The SARS-CoV2 S-protein would be preferable over other subunits or domains, as it would have a proper conformation, more epitopes, and higher immunogenicity. The recombinant pre-fusion S-protein of MERS-CoV induces production of high neutralizing antibody titers upon vaccination of BALB/c mice, thereby conferring protection (Pallesen et al., 2017). Amanat and Krammer (2020) showed that immunization of mice with an S-protein produced in baculoviral insect cells assembled into nanoparticles and with alum as an adjuvant resulted in high neutralizing antibody titers. Muthumani et al. (2015) utilized a DNA vaccine strategy against MERS-CoV S-protein and demonstrated immunity in camels, Rhesus macaques, and mice, thus confirming the potential of the coronavirus S-protein in vaccine production.

Conclusions

In conclusion, the S-protein possesses rich unique features that are absent in other structural proteins of SARS-CoV2. The S-protein of SARS-CoV2 interacts with the host cell receptors like ACE-2 and results in viral attachment. The subsequent interaction of the different S subunits and domains assists entry of virus into the host cells, thus resulting in pathogenesis. Further studies on the mechanism of affinity between ACE-2 and SARS-CoV2, and the interaction of the viral envelope with host cell membrane would be helpful to develop the potential vaccines towards COVID-19. Vaccine development is the effective and economical strategies for preventing and controlling SARS-CoV2. At present, there is an immediate necessity to obtain strong and safe vaccines to prevent COVID19 infections. Many researchers are attempting to utilize the spike protein for vaccine design because they are safe and most effective in eliciting an immune response in the host as shown for other coronaviruses. However, concerns have been elevated about the utilization of the full-length S-protein, as it consists of non-structural peptides and non-neutralizing/immune-dominant epitopes that could result in the enhancement of SARS-CoV2 infection (or) cause an inflammatory response in immunized hosts. Thus, it is imperative to select a key functional region/subunit of the S-protein of SARS-CoV2 that could neutralize the whole virus. Alternatively, T-cell epitomes could be employed for vaccine production.

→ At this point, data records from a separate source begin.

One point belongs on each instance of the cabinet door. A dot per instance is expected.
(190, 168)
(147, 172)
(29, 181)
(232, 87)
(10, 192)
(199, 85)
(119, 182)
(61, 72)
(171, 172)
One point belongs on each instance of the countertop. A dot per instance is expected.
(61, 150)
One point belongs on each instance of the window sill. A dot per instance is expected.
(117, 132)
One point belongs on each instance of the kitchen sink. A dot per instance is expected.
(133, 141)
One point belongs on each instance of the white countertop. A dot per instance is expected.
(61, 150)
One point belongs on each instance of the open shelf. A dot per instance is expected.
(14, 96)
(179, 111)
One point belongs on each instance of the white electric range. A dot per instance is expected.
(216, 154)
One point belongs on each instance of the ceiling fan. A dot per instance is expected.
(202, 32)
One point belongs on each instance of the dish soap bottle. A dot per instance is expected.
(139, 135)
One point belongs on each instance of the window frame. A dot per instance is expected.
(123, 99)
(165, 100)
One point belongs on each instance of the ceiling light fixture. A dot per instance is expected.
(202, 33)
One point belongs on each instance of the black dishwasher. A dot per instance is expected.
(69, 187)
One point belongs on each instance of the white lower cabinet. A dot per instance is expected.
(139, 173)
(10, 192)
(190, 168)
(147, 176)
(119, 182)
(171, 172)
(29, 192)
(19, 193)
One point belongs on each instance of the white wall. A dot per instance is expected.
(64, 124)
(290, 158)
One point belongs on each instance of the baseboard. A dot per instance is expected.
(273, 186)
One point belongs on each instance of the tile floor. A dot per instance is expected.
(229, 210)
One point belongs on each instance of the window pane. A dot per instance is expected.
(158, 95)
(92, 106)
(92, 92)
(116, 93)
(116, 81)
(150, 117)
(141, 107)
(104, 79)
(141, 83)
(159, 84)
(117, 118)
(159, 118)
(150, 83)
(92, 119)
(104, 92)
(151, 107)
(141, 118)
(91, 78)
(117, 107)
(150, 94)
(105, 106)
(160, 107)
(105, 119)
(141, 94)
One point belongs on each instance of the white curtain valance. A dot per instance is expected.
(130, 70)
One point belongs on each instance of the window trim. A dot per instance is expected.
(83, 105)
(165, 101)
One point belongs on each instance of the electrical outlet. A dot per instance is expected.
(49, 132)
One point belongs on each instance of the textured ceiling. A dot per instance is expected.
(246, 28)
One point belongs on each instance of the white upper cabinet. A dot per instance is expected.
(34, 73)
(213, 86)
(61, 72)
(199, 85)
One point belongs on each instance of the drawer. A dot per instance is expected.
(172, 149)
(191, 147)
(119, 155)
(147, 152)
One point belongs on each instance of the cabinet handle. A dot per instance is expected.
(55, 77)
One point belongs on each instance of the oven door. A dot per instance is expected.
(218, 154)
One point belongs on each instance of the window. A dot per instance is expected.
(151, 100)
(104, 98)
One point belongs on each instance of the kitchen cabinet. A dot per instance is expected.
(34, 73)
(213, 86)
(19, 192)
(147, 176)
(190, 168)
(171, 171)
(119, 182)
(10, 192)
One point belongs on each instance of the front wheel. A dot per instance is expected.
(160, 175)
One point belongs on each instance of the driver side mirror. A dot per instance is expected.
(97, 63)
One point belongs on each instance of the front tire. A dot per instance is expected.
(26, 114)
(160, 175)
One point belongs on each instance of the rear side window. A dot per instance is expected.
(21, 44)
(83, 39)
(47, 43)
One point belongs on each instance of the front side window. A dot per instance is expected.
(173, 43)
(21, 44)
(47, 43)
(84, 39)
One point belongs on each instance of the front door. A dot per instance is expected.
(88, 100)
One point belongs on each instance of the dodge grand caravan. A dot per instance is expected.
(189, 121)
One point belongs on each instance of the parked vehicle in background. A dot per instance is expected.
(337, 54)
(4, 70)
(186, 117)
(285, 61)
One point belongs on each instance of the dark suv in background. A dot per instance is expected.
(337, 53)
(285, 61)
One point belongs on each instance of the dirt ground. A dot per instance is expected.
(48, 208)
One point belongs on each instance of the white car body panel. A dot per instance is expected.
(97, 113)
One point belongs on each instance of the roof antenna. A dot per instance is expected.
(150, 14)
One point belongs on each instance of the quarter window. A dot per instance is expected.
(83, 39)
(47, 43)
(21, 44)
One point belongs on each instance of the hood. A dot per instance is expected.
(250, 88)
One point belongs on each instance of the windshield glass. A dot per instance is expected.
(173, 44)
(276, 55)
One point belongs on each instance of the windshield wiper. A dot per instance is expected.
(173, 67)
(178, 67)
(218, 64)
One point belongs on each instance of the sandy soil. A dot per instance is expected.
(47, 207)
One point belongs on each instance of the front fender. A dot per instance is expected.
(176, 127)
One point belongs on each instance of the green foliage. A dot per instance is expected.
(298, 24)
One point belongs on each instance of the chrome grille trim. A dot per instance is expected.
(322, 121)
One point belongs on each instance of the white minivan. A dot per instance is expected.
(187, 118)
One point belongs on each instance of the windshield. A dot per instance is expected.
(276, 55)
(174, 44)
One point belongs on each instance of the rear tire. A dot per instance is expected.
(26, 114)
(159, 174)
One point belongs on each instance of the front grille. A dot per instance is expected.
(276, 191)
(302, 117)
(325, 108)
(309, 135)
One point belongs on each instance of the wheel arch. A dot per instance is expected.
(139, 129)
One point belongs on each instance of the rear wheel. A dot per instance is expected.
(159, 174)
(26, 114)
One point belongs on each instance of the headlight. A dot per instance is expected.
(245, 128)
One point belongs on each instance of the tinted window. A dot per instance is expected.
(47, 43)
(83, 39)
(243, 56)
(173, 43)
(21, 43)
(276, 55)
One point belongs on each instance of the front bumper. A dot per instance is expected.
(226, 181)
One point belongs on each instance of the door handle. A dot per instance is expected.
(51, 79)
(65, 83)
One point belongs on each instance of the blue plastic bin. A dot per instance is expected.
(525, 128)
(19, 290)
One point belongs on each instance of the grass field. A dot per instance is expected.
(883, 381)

In the present review, we have discussed the latest information on pathogenesis of SARS-CoV2 with reference to the S-protein, including its structural features and functions in viral infection. We have also discussed the gaps in the field that need to be addressed to increase our knowledge regarding the role of the S-protein in pathogenicity. We further outlined the research areas that would allow the elucidation of the mechanism of viral infection, the creation of reproducible animal models, as well as the counter measures to overcome not only SARS-CoV2, but also emerging and re-emerging coronaviral diseases.

Declaration of Competing Interest

The authors declare that they have no known competing financial interests or personal relationships that could have appeared to influence the work reported in this paper.